Medellín’s city-owned utility conglomerate EPM (Empresas Públicas de Medellín) must now face its consortium of contractors building the mammoth Hidroituango hydroelectric project in court after mediation talks demanded by the city’s mayor Daniel Quintero failed last week. Additional parties to the conflict include insurers Mapfre, Chubb, and Sura.
While EPM seeks a litigation jurisdiction of Antioquia Administrative court, the consortium is countersuing in an international court, away from potential political influence in Antioquia’s capital of Medellín.
Quintero ran on a populist platform alleging corruption in the management of public bond issuer EPM, and soon after taking office as Medellín’s mayor, moved to take direct control of the utility, replacing its board of directors with personal allies after the old board resigned in protest of his tactics.
Eight months into his administration, Quintero directed EPM to file for mandatory mediation with Colombia’s attorney general against the consortium building the troubled hydroelectric dam. The project suffered near catastrophic setbacks after a bypass tunnel collapsed required EPM to flood the unfinished generation facility in the dam to prevent a catastrophic dam failure that could have killed tens of thousands of residents downstream in April 2018.
The previous administration and management team preferred a less confrontational approach, working with the contractors and insurers to mitigate the damage, but now the conflict may cause a delay in the completion of the project, which in addition to not providing Colombia with the electrical supply the country was counting on, can subject EPM to multimillion-dollar penalties for failing to comply with contractual obligations.
“There has always been a suspicion of a possible hiring of a Chinese company for the completion of the work,” said Olga Lucía Arango, president of Sinpro.
The consortium CCC Ituango, comprising Coninsa-Ramón H, Conconcreto, and Brazilian firm Camargo Correa, is taking the conflict to international court, counter to the desire of the Quintero administration’s strategy of keeping the litigation in a local jurisdiction.
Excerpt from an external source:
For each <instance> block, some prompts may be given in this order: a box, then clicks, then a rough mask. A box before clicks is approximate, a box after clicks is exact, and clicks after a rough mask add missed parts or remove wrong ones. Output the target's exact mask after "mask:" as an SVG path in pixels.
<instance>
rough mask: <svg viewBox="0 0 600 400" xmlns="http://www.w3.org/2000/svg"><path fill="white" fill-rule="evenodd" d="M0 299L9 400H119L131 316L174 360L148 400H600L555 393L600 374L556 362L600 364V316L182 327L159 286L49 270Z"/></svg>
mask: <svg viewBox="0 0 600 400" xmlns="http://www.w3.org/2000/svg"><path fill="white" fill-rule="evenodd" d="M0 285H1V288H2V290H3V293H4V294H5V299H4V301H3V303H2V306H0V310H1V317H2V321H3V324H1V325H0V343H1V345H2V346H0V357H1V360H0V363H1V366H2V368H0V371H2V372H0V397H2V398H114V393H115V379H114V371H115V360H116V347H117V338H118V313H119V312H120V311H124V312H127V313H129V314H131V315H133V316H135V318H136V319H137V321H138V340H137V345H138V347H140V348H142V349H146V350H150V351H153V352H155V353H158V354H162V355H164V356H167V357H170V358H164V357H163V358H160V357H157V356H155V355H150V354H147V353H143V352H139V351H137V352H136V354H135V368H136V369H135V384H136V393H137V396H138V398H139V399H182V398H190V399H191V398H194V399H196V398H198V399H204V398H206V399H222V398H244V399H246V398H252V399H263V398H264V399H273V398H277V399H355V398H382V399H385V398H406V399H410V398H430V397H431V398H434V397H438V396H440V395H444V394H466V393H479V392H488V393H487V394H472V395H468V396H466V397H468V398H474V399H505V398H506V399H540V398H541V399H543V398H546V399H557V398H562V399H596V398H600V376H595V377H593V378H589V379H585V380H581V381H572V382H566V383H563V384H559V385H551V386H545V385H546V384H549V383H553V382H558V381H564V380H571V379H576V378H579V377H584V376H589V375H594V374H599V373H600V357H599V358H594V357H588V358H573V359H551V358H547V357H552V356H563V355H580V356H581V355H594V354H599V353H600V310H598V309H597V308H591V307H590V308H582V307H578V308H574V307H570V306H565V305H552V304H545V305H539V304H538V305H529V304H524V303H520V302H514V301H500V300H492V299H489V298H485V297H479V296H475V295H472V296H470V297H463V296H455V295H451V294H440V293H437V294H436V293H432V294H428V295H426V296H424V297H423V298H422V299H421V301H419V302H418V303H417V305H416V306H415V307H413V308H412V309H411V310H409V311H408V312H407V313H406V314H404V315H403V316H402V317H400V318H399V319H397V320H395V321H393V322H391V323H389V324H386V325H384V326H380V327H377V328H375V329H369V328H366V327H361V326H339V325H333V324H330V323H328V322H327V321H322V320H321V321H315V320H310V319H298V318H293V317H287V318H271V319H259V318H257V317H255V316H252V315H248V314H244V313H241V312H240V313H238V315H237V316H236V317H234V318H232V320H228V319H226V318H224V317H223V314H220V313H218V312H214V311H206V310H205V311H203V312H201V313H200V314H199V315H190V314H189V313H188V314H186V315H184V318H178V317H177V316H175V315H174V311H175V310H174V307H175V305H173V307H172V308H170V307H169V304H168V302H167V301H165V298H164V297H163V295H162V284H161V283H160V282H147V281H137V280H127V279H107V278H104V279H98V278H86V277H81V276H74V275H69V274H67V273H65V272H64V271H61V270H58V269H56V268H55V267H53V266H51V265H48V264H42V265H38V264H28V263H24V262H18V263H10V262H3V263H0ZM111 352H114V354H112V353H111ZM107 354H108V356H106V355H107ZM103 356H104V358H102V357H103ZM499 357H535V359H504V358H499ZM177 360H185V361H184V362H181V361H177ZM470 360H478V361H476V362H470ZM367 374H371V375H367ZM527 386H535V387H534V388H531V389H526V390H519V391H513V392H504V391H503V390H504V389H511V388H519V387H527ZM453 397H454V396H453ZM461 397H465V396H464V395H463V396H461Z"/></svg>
“The Consortium reiterates its interest in demonstrating that, in the execution of the civil works under its responsibility, it has not only acted in good faith, but diligently and in accordance with good engineering practices, complying with the designs and instructions provided by Empresas Públicas de Medellín (EPM),” said the consortium in a statement. “At the same time, we are forced to seek to compensate for the reputational and economic impact that this unique claim has been causing to the Consortium.”
The lawsuit for $9.9 billion pesos (roughly $2.8 billion USD, as the Spanish billion equals the US trillion) is between EPM and the designer Generación Ituango (Solingral SA and Integral), the CCC Ituango construction consortium, the construction management consortium Ingetec–Sedic, and reinsurers Chubb & Sura. Another lawsuit for $5.5 billion pesos ($1.6 billion USD) is between EPM and Spanish insurer Mapfre. Mapfre had already acknowledged that the flooding was an insurable los and was in the process of adjusting the claim when it was sued by EPM at Quintero’s direction.
Meanwhile, EPM’s largest union SINPRO has expressed its dissatisfaction with EPM’s management and Quintero’s direction of the litigation, citing “the possible decisions made by risk rating agencies, EPM bondholders and multilateral banks, which could imply prepayment of debts.” Endangering EPM’s finances and employment.
“We do not know what the ‘plan b’ is because we do not know it and there has always been a suspicion of a possible hiring of a Chinese company for the completion of the work,” said Olga Lucía Arango, president of Sinpro.